We find a great number of medical terms which bear the mark of opinions formerly prevalent among physicians; and though these opinions hardly form a part of the progress of science, and were not presented in our History, we may notice some of these terms as examples of the mode in which words involve in their derivation obsolete opinions. Such words as hysterics, hypochondriac, melancholy, cholera, colic, quinsey 267 (squinantia, συνάγχη, a suffocation), megrim, migrane (hemicranium, the middle of the skull), rickets, (rachitis, from ῥάχις, the backbone), palsy, (paralysis, παράλυσις,) apoplexy (ἀποπληξία, a stroke), emrods, (αἱμοῤῥοΐδες, hemorrhoids, a flux of blood), imposthume, (corrupted from aposteme, ἀπόστημα, an abscess), phthisis (φθίσις, consumption), tympanum (τυμπανία, swelling), dropsy (hydropsy, ὕδρωψ,) sciatica, isciatica (ἰσκιαδικὴ, from ἰσκίον, the hip), catarrh (κατάῤῥους, a flowing down), diarrhœa (διαῤῥοία, a flowing through), diabetes (διαβήτης, a passing through), dysentery (δυσεντερία, a disorder of the entrails), arthritic pains (from ἄρθρα, the joints), are names derived from the supposed or real seat and circumstances of the diseases. The word from which the first of the above names is derived (ὑστέρα, the last place,) signifies the womb, according to its order in a certain systematic enumeration of parts. The second word, hypochondriac, means something affecting the viscera below the cartilage of the breastbone, which cartilage is called χόνδρος; melancholy and cholera derive their names from supposed affections of χολὴ, the bile. Colic is that which affects the colon (κῶλον), the largest member of the bowels. A disorder of the eye is called gutta serena (the ‘drop serene’ of Milton), in contradistinction to gutta turbida, in which the impediment to vision is perceptibly opake. Other terms also record the opinions of the ancient anatomists, as duodenum, a certain portion of the intestines, which they estimated as twelve inches long. We might add other allusions, as the tendon of Achilles.

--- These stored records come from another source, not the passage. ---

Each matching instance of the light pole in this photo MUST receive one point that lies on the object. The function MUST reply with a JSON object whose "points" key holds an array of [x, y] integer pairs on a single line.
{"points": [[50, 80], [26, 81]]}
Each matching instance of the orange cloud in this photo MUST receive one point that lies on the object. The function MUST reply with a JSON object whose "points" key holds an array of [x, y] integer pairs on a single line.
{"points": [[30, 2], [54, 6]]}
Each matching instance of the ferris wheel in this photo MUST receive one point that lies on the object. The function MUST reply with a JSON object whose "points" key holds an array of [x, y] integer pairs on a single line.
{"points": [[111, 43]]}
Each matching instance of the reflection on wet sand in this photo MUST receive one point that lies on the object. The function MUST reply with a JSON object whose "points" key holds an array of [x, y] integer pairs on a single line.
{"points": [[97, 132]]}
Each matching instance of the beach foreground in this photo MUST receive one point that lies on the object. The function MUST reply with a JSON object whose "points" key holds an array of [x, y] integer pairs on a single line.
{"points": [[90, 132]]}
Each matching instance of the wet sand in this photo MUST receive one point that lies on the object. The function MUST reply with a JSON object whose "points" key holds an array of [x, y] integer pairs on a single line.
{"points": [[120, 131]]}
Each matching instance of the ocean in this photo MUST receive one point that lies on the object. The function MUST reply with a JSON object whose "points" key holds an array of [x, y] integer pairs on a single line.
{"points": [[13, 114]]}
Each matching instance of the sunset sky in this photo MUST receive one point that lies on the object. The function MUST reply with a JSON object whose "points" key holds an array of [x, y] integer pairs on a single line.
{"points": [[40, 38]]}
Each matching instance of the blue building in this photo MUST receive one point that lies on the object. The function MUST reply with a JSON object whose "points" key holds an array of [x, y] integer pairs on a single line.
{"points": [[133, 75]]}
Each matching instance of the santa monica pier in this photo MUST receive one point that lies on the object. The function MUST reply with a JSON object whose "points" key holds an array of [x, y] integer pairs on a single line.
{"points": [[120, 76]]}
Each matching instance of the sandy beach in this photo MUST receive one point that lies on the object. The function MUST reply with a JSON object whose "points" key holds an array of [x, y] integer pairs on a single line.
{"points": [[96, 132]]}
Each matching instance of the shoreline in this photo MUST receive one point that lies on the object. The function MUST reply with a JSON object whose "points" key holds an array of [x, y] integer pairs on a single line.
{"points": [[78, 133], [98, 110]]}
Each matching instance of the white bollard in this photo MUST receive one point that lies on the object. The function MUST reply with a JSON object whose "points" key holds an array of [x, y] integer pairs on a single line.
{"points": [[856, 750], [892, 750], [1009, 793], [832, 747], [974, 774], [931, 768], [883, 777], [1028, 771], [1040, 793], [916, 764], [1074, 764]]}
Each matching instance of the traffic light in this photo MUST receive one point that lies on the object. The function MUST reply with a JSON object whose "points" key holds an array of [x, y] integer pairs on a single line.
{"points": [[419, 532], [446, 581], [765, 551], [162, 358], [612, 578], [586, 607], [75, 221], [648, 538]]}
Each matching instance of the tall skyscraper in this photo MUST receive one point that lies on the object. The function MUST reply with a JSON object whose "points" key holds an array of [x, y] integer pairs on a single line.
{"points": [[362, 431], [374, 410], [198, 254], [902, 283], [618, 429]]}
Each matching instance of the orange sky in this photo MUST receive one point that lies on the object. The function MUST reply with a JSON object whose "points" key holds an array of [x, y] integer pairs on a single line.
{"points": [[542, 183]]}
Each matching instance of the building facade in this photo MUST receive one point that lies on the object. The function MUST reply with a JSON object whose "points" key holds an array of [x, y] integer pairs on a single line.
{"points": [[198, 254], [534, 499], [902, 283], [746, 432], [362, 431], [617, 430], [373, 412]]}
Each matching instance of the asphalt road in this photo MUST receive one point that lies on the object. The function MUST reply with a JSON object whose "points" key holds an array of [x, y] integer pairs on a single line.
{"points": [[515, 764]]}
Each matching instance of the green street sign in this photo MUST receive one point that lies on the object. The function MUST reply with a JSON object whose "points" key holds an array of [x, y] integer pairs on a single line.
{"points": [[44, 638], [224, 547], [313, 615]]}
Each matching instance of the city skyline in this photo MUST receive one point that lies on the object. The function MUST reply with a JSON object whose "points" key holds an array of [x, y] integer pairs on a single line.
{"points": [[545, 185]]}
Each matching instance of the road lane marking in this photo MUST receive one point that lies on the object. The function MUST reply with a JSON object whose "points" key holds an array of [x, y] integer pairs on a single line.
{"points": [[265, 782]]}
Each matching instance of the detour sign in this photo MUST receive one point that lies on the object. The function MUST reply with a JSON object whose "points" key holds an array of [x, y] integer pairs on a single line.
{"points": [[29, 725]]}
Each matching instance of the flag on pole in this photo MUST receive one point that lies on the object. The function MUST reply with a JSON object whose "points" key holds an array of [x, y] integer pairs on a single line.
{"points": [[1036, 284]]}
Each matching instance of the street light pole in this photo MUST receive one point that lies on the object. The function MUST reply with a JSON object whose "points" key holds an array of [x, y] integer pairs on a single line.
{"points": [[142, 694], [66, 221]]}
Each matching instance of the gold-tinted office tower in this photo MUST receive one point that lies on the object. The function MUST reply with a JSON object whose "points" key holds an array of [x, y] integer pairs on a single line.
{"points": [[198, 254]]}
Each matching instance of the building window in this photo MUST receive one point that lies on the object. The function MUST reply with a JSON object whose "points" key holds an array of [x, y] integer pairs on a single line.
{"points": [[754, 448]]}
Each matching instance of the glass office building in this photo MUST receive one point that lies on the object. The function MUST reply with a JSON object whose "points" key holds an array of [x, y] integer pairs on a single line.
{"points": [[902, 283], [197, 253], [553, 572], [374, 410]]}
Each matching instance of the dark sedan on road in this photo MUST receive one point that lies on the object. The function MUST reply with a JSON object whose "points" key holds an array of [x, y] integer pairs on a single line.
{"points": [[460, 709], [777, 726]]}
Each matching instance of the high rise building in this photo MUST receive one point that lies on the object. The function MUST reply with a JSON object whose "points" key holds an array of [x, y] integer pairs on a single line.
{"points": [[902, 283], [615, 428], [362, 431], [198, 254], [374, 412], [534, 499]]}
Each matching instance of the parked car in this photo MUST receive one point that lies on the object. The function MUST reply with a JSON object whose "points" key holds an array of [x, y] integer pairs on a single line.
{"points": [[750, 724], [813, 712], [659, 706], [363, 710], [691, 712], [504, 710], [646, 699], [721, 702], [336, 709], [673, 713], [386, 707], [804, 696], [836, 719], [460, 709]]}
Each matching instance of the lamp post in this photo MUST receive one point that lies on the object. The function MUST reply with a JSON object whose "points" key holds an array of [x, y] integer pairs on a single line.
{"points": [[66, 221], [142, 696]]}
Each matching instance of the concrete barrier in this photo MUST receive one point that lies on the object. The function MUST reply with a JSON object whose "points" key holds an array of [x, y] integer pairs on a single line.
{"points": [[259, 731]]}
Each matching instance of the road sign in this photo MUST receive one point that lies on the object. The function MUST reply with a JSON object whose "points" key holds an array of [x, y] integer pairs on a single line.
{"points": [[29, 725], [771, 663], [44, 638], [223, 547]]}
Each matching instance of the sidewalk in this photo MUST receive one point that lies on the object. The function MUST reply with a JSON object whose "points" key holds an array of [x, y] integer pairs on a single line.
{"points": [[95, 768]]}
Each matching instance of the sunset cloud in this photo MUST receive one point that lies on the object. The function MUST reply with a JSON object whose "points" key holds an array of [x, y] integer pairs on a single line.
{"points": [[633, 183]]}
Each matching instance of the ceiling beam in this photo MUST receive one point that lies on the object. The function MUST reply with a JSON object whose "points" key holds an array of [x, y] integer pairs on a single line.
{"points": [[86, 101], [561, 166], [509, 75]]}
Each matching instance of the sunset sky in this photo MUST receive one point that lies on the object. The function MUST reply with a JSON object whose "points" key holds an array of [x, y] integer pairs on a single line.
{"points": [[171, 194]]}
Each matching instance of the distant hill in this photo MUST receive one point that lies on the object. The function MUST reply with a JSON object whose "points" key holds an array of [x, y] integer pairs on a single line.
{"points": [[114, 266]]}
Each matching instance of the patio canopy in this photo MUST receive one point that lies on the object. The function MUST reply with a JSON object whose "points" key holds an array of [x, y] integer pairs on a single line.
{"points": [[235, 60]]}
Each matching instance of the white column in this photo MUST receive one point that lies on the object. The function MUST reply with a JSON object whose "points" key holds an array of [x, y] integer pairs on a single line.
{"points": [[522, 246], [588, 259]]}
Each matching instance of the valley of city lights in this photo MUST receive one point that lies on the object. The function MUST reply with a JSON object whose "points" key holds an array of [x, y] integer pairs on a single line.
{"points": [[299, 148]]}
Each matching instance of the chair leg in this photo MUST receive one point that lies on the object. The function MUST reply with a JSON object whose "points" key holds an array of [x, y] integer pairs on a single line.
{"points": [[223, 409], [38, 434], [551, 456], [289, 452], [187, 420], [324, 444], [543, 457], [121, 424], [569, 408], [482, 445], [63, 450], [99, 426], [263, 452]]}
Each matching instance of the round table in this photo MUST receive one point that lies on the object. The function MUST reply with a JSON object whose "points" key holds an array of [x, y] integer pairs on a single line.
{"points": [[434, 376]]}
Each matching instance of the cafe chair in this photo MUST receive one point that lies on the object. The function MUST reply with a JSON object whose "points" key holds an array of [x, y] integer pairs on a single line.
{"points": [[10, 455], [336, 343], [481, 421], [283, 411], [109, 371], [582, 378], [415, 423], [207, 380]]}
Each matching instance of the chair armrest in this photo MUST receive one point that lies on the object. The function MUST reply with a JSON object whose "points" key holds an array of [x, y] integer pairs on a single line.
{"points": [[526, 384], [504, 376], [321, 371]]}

Astrology also supplied a number of words founded upon fanciful opinions; but this study having been expelled from the list of sciences, such words now survive, only so far as they have found a place in common language. Thus men were termed mercurial, martial, jovial, or saturnine, accordingly as their characters were supposed to be determined by the influence of the planets, Mercury, Mars, Jupiter, or Saturn. Other expressions, such as disastrous, ill-starred, exorbitant, lord of the ascendant, and hence ascendancy, influence, 268 a sphere of action, and the like, may serve to show how extensively astrological opinions have affected language, though the doctrine is no longer a recognized science.

The preceding examples will make it manifest that opinions, even of a recondite and complex kind, are often implied in the derivation of words; and thus will show how scientific terms, framed by the cultivators of science, may involve received hypotheses and theories. When terms are thus constructed, they serve not only to convey with ease, but to preserve steadily and to diffuse widely, the opinions which they thus assume. Moreover, they enable the speculator to employ these complex conceptions, the creations of science, and the results of much labour and thought, as readily and familiarly as if they were convictions borrowed at once from the senses. They are thus powerful instruments in enabling philosophers to ascend from one step of induction and generalization to another; and hereby contribute powerfully to the advance of knowledge and truth.

It should be noticed, before we proceed, that the names of natural objects, when they come to be considered as the objects of a science, are selected according to the processes already enumerated. For the most part, the natural historian adopts the common names of animals, plants, minerals, gems, and the like, and only endeavours to secure their steady and consistent application. But many of these names imply some peculiar, often fanciful, belief respecting the object.